Zambia announced tax breaks for mining companies, drastically cut its budget deficit target and said it expects to conclude debt restructuring talks with creditors early next year.
Mining royalties will be deductible from income taxes, Finance Minister Situmbeko Musokotwane told lawmakers Friday in his first budget speech since his party won power in August elections. He didn’t announce changes to the royalty rates. In 2019, the nation implemented the 10th change to the tax regime in 16 years.
The mining industry’s lobby group had complained for years that not being allowed to deduct royalties amounted to double taxation and deterred investment. Royalties are currently imposed at a sliding scale of 5.5% to 10%, depending on the copper price.
Shares in First Quantum Minerals Ltd., which accounts for more than half of Zambia’s copper output, rose as much as 5.3% in Toronto. Zambia’s $1 billion in Eurobonds due 2024 rose 0.3% to 80 cents on the dollar by 4:55 p.m. in London. A close at that level would be the highest since March 2019.
The continent’s second-biggest producer of copper also plans a spending shortfall of 6.7% of gross domestic product in 2022, down from a revised estimate of 10.4% this year, the minister said. The government aims to reach an agreement with the International Monetary Fund next month that will anchor talks with creditors, he said.
Zambia’s economy has been buckling under a rapidly growing external debt burden taken on by the previous government, becoming the first pandemic-era sovereign defaulter nearly a year ago. The International Monetary Fund estimates that public debt reached 128.7% of GDP last year, one of the highest ratios on the continent.
The government plans on using the Group of 20’s so-called Common Framework to restructure its more than $13 billion in external debt, and an economic program with the IMF will be key to those efforts.
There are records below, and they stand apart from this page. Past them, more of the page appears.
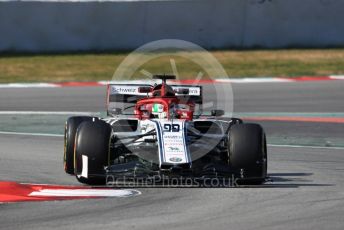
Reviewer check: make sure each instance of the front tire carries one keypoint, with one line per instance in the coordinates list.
(92, 152)
(71, 126)
(247, 152)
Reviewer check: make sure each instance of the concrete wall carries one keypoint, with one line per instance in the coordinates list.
(69, 26)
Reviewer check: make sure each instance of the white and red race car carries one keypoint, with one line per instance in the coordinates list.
(157, 131)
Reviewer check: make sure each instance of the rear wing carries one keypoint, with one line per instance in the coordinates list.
(121, 96)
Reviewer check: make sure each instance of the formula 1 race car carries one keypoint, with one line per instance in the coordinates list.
(153, 131)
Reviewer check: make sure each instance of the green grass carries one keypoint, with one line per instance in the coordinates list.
(93, 67)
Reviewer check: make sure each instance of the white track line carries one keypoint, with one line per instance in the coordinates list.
(46, 113)
(306, 146)
(32, 134)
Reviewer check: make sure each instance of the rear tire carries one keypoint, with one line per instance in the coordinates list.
(247, 151)
(92, 143)
(71, 126)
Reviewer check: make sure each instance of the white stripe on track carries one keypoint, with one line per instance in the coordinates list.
(271, 145)
(46, 113)
(32, 134)
(29, 85)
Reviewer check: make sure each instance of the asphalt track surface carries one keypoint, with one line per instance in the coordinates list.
(307, 188)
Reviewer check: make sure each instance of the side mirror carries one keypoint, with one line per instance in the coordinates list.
(217, 112)
(117, 111)
(145, 89)
(182, 91)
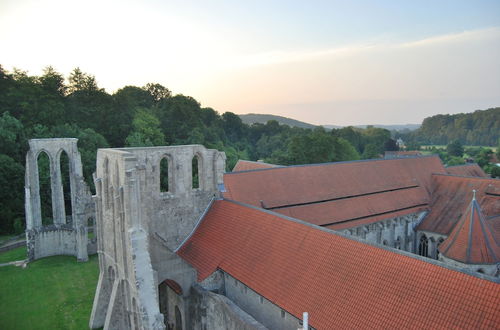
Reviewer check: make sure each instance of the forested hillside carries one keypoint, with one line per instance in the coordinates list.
(51, 106)
(481, 127)
(252, 118)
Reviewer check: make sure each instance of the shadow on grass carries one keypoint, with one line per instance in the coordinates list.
(51, 293)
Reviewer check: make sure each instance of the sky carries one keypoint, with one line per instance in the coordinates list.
(322, 62)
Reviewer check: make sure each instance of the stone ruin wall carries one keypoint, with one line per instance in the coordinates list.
(62, 237)
(139, 227)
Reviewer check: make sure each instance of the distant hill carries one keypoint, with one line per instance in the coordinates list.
(481, 127)
(252, 118)
(402, 127)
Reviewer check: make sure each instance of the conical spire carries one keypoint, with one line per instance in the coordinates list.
(472, 241)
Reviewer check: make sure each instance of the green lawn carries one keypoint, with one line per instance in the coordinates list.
(50, 293)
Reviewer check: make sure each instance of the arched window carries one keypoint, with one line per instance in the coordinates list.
(66, 184)
(397, 243)
(178, 319)
(423, 247)
(106, 183)
(134, 310)
(165, 174)
(45, 188)
(163, 300)
(441, 240)
(116, 177)
(196, 172)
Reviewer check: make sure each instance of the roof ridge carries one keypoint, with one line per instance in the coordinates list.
(485, 232)
(464, 176)
(460, 165)
(337, 163)
(360, 240)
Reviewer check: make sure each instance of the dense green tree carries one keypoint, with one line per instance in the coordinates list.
(482, 127)
(12, 137)
(157, 92)
(11, 194)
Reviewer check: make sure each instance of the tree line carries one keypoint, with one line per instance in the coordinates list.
(51, 105)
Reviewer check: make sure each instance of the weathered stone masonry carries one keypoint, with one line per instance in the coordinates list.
(139, 227)
(66, 237)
“The task ahead of us is enormous,” Musokotwane said. “The journey to fix the economy starts now.”
The minister will give a detailed update to creditors on the IMF talks and next steps in the restructuring process on Nov. 2.
Musokotwane set the following targets for the 2022 budget:
- Spending of 173 billion kwacha ($10 billion), or 37.1% of GDP and revenue and grants of 100.7 billion kwacha, or 21.6% of GDP
- Expenditure in 2021 is now forecast at 139 billion kwacha, vs 119.6 billion kwacha budget for this year.
- Economic growth is seen at 3.5% in 2022 and 3.3% this year vs 1.8% target in the 2021 budget
- The fiscal deficit is forecast at 6.7% of GDP in 2022 and 10.4% in 2021, compared with this year’s target of 9.3%.